There’s a timeless attraction about Vormstein’s images of half-dressed, attractively confused young women, conjured in strong colors with a basic minimum of well-defined shapes. His non-figurative designs show a sensitivity to texture and a pleasing, timeless balance between areas of strong and muted color. But timelessness itself has become an outdated concept by painting on newspapers. Not only is newspaper content outdated within twenty-four hours, but the non-archival support immediately begins to yellow, grow brittle, and eventually fall to pieces. So, if you still want to see these paintings twenty years from now, you had better obtain big digital images because the originals will be toast. Which, actually, is not a bad way to collect art, unless you have unlimited space and unlimited funds to fill it.
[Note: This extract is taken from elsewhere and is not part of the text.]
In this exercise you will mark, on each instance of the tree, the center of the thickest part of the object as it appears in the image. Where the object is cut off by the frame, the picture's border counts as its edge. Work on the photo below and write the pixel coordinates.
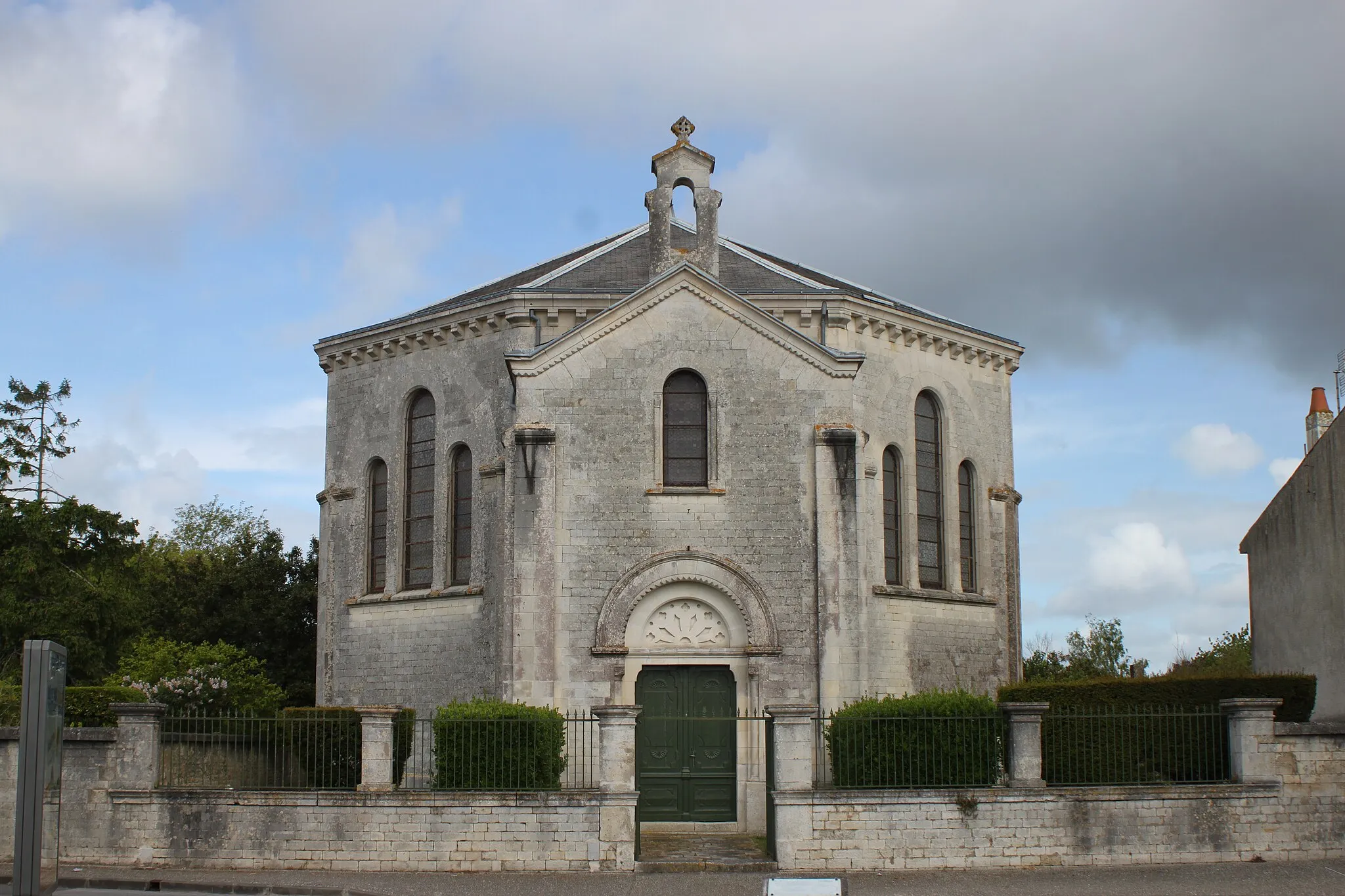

As Scheherazade reminds us in stories that date back a thousand years, time is the “destroyer of all good things.” But as long as there are humans, there will be a receptive audience for Vormstein’s kind of painting. Too bad his paintings won’t last very long. (Chris Miller)
Through March 30 at Monique Meloche Gallery, 2154 West Division
CORRECTION: Monique Meloche Gallery informs us that: “The newspaper Vormstein uses is the Frankfurter Allgemeine Zeitung, which was tested and is the least acidic type of newspaper. It is also sprayed with a deacidizer.”